Силы покидали меня. Больше всего я боялась, что не выдержу и сломаюсь.

И я наконец решилась. Вытащила козырь из рукава:

– Мне нужно поговорить с обер-лейтенантом Людвигом Альбрехтом из 31-й пехотной дивизии. Вам это имя что-то говорит? Пожалуйста. Он знает меня.

Что ж. Слово не воробей. Я понятия не имела, что из этого выйдет, но больше мне ничего не оставалось.

Мне показалось, что моя просьба заинтересовала Кляйна. Он придвинулся ближе, оказавшись в паре сантиметров от моего лица.

– И что у тебя к нему за дело?

– Сообщение.

– Я весь внимание. Я прослежу, чтобы он его получил.

– Нет. Это личное.

Маленькие глазки Кляйна сузились еще сильнее:

– Почему бы нам не прийти к соглашению? Заговоришь – и я немедленно свяжусь с Альбрехтом.

– Нет, – покачала головой я. – Я буду говорить только в его присутствии.

Казалось, Кляйн впервые воспринял мои слова всерьез. Или, возможно, просто смирился с тем, что в одиночку ему меня не сломать. Меня избивали, много минут топили в ледяной воде, жгли раскаленной кочергой. Но каждый раз, когда Кляйн подходил достаточно близко, я поднимала голову и плевала ему в лицо.

– Уведите ее, – приказал он стоявшему у двери охраннику. – Пусть поспит ровно час. А затем продолжим.

Как только меня сняли с раскачивающегося крюка, я обессиленно рухнула на пол. Охранник подхватил меня и выволок за дверь. Ноги меня не слушались, подкашивались при каждом шаге.

– Ты заговоришь! – крикнул Кляйн мне вслед.

Как же ему хотелось, чтобы последнее слово осталось за ним! Я не стала лишать его этой надежды – мне нужно было беречь силы.

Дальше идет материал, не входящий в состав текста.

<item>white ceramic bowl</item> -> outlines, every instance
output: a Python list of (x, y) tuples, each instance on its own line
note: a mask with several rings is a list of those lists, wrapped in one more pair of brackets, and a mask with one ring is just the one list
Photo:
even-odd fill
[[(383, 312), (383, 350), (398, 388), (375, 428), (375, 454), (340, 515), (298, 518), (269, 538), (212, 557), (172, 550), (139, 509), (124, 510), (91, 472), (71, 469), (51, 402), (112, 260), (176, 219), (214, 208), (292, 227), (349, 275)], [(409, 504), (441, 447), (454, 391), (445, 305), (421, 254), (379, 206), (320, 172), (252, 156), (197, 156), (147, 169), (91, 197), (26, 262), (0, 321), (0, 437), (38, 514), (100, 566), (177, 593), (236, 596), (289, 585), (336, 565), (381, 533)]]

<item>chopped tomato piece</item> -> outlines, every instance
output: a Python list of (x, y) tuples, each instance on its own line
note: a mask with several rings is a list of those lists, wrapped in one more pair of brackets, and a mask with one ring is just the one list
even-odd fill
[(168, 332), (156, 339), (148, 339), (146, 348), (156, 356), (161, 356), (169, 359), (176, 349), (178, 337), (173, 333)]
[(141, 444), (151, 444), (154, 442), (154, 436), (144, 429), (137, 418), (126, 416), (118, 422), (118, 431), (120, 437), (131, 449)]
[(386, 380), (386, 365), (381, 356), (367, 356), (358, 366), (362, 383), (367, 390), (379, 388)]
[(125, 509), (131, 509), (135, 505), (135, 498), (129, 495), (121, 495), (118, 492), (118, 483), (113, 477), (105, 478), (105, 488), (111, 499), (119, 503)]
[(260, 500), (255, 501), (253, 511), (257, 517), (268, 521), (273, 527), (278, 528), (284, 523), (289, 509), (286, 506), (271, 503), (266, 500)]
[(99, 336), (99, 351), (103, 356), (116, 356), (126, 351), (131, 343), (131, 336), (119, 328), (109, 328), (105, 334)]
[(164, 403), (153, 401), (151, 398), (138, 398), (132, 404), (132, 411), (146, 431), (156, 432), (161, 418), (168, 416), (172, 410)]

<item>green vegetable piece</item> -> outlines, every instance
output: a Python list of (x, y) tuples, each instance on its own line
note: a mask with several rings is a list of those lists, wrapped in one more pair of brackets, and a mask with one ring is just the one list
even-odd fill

Заснуть я так и не смогла – тело ныло от беспрерывной тупой боли. Мне удалось лишь коротко задремать – но даже этого мгновения хватило, чтобы перед моим внутренним взором снова возник тот сон… Я плыла в лодке вниз по Темзе. Передо мной сидел, улыбаясь, Людвиг с веслами. Воздух был подернут плотной влажной дымкой, вода искрилась солнечными бликами. Крошечные насекомые сновали по ее поверхности, словно маленькие феи.

Из забытья меня вырвал оглушительный лязг. Вошедший в камеру охранник приказал мне встать. Ему пришлось поднять меня, потому что я была слишком слаба, чтобы держаться на ногах. Меня протащили по трем лестничным пролетам и заволокли в кабинет в конце длинного коридора.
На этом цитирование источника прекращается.